Le intensità solitamente indicate per lo svolgimento del SST vengono riconosciute tra i livelli medio e l’alto, tra il 60 e l’80% del VO2max o attorno al 70% della FCmax (HRmax). L’andamento esatto in realtà può essere piuttosto vario, ma viene raccomandato di non superare una soglia minima per assicurare degli adattamenti fisiologici Anche se l’SST viene generalmente inteso come un allenamento ad andamento costante per lunghe distanze e moderate intensità, non necessariamente tutte le sedute devono essere mantenute a questi livelli.

Ad esempio è possibile ridurre il volume (durata o distanza percorsa) dell’allenamento e innalzare l’ intensità per avvicinarsi alla soglia anaerobica al fine di stimolare sia il sistema energetico aerobico che quello anaerobico lattacido glicolitico. Allenamenti ad andamento più lento stimolano il sistema aerobico migliorando la capacità di rimuovere l’acido lattico che viene maggiormente prodotto durante l’esercizio ad alte intensità.
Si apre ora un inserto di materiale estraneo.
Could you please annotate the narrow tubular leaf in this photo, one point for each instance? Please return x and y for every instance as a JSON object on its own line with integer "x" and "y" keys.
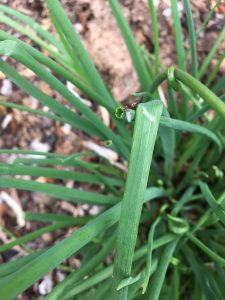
{"x": 216, "y": 208}
{"x": 149, "y": 258}
{"x": 35, "y": 234}
{"x": 58, "y": 192}
{"x": 178, "y": 35}
{"x": 211, "y": 54}
{"x": 15, "y": 169}
{"x": 189, "y": 127}
{"x": 60, "y": 290}
{"x": 158, "y": 278}
{"x": 155, "y": 29}
{"x": 21, "y": 279}
{"x": 192, "y": 38}
{"x": 145, "y": 132}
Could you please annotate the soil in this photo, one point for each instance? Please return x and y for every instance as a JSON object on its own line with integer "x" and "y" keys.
{"x": 97, "y": 27}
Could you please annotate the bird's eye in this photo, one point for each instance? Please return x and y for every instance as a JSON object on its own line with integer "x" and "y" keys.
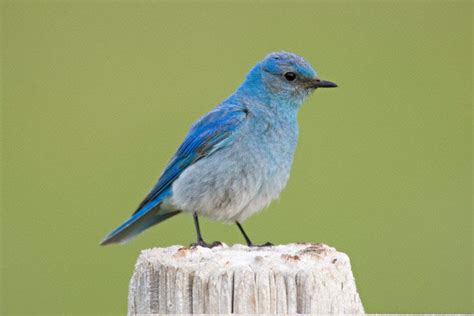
{"x": 290, "y": 76}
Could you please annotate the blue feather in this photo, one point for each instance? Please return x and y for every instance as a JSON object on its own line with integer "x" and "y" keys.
{"x": 211, "y": 133}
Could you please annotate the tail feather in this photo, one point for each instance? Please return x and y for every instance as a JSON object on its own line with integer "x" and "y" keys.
{"x": 149, "y": 215}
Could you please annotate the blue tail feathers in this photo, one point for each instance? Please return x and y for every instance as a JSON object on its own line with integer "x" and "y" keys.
{"x": 148, "y": 215}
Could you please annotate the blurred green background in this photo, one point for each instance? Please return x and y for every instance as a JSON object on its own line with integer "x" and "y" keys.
{"x": 98, "y": 95}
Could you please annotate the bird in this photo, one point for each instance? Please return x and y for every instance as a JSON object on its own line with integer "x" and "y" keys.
{"x": 235, "y": 159}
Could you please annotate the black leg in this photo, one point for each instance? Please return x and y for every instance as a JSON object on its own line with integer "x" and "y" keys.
{"x": 200, "y": 241}
{"x": 247, "y": 239}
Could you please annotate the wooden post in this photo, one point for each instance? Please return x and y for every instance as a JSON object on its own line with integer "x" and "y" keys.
{"x": 294, "y": 278}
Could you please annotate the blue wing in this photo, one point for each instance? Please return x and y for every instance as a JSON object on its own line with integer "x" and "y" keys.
{"x": 209, "y": 134}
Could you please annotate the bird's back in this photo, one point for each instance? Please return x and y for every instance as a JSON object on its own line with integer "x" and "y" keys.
{"x": 241, "y": 179}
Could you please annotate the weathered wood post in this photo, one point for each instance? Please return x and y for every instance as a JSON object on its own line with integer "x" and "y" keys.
{"x": 294, "y": 278}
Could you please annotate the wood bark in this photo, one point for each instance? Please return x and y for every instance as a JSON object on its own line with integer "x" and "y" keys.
{"x": 295, "y": 278}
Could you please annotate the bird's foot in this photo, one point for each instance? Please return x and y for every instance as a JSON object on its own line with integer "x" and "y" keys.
{"x": 267, "y": 244}
{"x": 202, "y": 243}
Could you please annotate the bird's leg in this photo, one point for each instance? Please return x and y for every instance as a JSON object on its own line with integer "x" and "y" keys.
{"x": 200, "y": 241}
{"x": 247, "y": 239}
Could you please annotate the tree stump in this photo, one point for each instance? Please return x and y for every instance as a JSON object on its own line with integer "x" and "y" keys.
{"x": 295, "y": 278}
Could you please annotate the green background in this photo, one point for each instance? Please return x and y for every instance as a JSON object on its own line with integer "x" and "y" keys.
{"x": 96, "y": 96}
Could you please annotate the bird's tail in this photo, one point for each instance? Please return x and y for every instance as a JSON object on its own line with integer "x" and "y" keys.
{"x": 149, "y": 215}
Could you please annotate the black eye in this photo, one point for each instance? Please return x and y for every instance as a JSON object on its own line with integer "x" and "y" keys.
{"x": 290, "y": 76}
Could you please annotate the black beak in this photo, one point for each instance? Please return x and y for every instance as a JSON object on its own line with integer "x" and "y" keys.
{"x": 318, "y": 83}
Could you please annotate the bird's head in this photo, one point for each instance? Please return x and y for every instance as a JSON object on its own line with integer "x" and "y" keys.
{"x": 286, "y": 76}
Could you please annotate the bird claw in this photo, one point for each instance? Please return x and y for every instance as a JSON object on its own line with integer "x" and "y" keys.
{"x": 202, "y": 243}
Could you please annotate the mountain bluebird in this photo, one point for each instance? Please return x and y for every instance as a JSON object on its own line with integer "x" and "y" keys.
{"x": 235, "y": 159}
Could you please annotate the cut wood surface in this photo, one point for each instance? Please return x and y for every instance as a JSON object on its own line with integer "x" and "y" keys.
{"x": 294, "y": 278}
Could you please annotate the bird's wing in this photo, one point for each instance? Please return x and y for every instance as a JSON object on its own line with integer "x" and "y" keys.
{"x": 211, "y": 133}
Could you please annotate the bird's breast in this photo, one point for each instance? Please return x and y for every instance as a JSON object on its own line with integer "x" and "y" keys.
{"x": 242, "y": 178}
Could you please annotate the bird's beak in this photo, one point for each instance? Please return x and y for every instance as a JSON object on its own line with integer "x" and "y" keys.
{"x": 318, "y": 83}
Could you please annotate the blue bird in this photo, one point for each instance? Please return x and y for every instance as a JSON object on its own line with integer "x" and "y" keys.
{"x": 235, "y": 159}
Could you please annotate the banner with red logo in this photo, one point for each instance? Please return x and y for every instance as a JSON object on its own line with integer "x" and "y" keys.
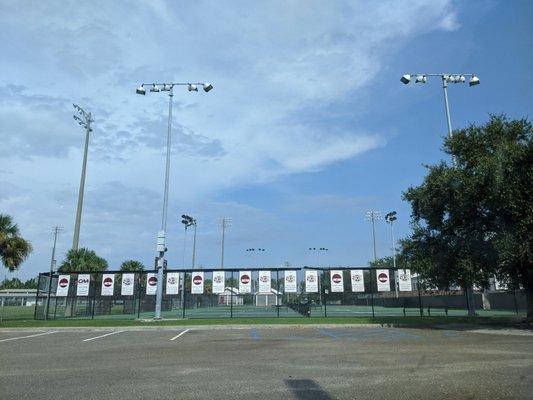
{"x": 82, "y": 285}
{"x": 264, "y": 282}
{"x": 108, "y": 284}
{"x": 382, "y": 278}
{"x": 63, "y": 283}
{"x": 404, "y": 280}
{"x": 151, "y": 283}
{"x": 245, "y": 282}
{"x": 219, "y": 282}
{"x": 358, "y": 280}
{"x": 337, "y": 281}
{"x": 197, "y": 285}
{"x": 291, "y": 282}
{"x": 128, "y": 284}
{"x": 311, "y": 281}
{"x": 173, "y": 283}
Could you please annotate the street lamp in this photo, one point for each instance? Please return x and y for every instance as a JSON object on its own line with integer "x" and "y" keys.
{"x": 84, "y": 120}
{"x": 446, "y": 79}
{"x": 161, "y": 248}
{"x": 390, "y": 218}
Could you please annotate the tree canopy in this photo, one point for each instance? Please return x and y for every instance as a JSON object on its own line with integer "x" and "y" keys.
{"x": 13, "y": 248}
{"x": 82, "y": 260}
{"x": 473, "y": 219}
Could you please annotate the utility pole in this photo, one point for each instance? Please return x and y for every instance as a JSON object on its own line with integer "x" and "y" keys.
{"x": 55, "y": 231}
{"x": 373, "y": 216}
{"x": 224, "y": 223}
{"x": 85, "y": 122}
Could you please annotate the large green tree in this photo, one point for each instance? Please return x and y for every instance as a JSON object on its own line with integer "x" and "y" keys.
{"x": 82, "y": 260}
{"x": 473, "y": 219}
{"x": 132, "y": 266}
{"x": 13, "y": 248}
Variare il ritmo degli allenamenti può offrire un ulteriore stimolo sugli adattamenti fisiologici, favorendo una maggiore varietà e rendendoli meno monotoni.

Le modalità di SST

Lo Steady State Training viene riconosciuto con svariati sinonimi, alcuni dei quali però fanno riferimento più precisamente a delle modalità o delle varianti specifiche. Il concetto diSteady State o Continuous Training si rivolge in generale all’attività cardio a frequenza costante, anche se spesso viene definito come un esercizio per definizione a moderata intensità e protratto per lunghe distanze o periodi, perché si presenta la modalità più comune in cui l’esercizio stesso viene svolto.
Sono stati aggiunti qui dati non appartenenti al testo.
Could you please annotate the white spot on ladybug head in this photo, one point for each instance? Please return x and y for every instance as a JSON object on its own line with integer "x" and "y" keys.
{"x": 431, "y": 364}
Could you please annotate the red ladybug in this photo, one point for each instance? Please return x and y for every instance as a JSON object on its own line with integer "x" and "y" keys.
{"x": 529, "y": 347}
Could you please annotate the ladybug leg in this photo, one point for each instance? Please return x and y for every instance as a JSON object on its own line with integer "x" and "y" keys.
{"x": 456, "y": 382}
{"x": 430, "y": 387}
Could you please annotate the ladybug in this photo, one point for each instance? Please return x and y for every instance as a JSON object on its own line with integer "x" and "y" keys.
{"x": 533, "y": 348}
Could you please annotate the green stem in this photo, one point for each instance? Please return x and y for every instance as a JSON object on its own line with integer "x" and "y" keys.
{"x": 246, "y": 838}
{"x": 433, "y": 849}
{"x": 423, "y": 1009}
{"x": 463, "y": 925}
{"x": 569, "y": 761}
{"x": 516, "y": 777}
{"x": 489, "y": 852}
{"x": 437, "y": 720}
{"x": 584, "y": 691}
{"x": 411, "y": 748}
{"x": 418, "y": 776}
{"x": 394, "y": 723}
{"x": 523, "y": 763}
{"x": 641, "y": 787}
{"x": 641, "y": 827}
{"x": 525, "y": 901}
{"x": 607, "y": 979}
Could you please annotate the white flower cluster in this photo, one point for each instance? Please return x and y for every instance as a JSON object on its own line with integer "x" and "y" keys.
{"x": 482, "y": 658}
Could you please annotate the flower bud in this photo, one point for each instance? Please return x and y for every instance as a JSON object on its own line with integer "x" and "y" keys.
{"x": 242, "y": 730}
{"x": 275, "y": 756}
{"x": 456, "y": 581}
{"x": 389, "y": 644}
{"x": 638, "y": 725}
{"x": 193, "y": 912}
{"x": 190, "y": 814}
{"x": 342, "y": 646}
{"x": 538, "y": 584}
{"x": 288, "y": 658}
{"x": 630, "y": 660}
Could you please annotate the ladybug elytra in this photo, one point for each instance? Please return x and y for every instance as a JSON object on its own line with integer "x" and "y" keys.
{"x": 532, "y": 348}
In realtà lo Steady State o Continuous Trainingpuò essere rivolto anche ad allenamenti, che, pur mantenendo l’intensità, l’andamento, e quindi la frequenza cardiaca a un livello costante, vengono svolti ad intensità superiori, in prossimità della soglia anaerobica, e che quindi possono riuscire ad attivare in maniera molto più marcata il metabolismo anaerobico e il consumo di carboidrati piuttosto che dei grassi. Ecco che lo Steady State o Continuous Training viene suddiviso in sottocategorie.

Nel caso in cui esso venga impostato a moderate intensità e venga protratto per lunghe distanze o periodi, esso viene denominato come Long Slow Distance (LSD) Training (Allenamento lento a lunga distanza), come Low Intensity Endurance Training (LIET) o come Low Intensity Steady State (LISS) training. Le intensità moderate previste da questo protocollo sono riconoscibili in un range tra il 50 e il 75% del massimo consumo di ossigeno (VO2max), o tra il 60 e l’80% della frequenza cardiaca massima (FCmax).

Mentre nei casi in cui lo Steady State o Continuous Training preveda maggiori intensità, esso può assumere il nome di High Intensity Endurance Training. Le alte intensità previste dal High Intensity Endurance Training vengono riconosciute tra l’85 e il 90% della FCmax. Quando l’ High Intensity Endurance Training viene portato precisamente ai livelli della soglia anaerobica può essere definito come Maximal steady state trainingLT training o Tempo runs.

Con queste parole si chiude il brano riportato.